The agencies that own this capability will win client relationships that extend beyond individual campaigns. Inclusive casting isn't a one-time brief. It's an ongoing operational requirement. Once a brand commits to representing their full customer base in their creative, they need a partner who can consistently deliver that without it feeling forced. That's not a project. That's a retained relationship.
Natural Models' ranking position (#5 for "modeling for plus size") matters less than what the ranking represents: a market increasingly searching for specialists. The holding companies have the resources to compete. They're choosing not to because they're still treating this as a service line within a larger offering. The independents are treating it as a core capability. The search volume gap of 161,200 monthly searches with almost no major agency presence is the evidence: the market is asking a question the establishment isn't answering.
The brands that figure this out first won't just win the RFPs. They'll own the relationships with the clients that can't afford to get representation wrong. That's not a niche. That's the entire market moving forward. The only question is which agencies recognize it in time to build the capability while it's still a competitive advantage versus after it becomes table stakes.
The gap between 18,100 monthly searches and one credible agency ranking won't last.
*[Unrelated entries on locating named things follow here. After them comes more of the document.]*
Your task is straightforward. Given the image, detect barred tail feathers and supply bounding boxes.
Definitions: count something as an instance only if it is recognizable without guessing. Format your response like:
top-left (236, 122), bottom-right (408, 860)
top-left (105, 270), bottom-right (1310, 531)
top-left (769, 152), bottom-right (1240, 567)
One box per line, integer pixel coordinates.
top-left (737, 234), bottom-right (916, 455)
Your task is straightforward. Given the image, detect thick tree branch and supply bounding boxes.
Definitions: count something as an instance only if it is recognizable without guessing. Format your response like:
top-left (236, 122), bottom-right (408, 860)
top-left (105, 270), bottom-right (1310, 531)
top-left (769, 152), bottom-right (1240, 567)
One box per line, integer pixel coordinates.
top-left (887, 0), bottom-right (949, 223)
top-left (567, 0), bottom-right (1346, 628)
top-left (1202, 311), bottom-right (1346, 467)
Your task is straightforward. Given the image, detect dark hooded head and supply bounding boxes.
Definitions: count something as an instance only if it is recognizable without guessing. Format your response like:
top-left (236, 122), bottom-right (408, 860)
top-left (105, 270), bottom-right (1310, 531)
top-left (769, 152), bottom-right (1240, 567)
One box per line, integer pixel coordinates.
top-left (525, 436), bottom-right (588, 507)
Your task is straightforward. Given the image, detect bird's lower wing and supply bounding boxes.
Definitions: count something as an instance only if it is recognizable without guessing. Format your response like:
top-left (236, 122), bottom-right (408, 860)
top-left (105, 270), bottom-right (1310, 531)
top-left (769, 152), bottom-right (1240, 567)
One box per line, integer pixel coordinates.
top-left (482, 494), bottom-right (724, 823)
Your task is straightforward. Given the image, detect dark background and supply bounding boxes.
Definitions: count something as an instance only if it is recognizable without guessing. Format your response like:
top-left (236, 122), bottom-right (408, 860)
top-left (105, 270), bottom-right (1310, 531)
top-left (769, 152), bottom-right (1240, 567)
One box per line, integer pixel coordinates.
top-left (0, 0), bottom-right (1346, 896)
The question is whether the next agencies filling that gap will be the independents building specialist partnerships or the holding companies finally realizing the capability is worth the investment. The search data says the market is waiting. The social conversation says the trust is eroding. The agencies that move now own the position. The agencies that wait will be competing on price for a commodity service.
That's not speculation. That's math. 161,200 searches per month and almost no one capturing the intent at the agency level. The brands are searching. The question is who's ready to answer.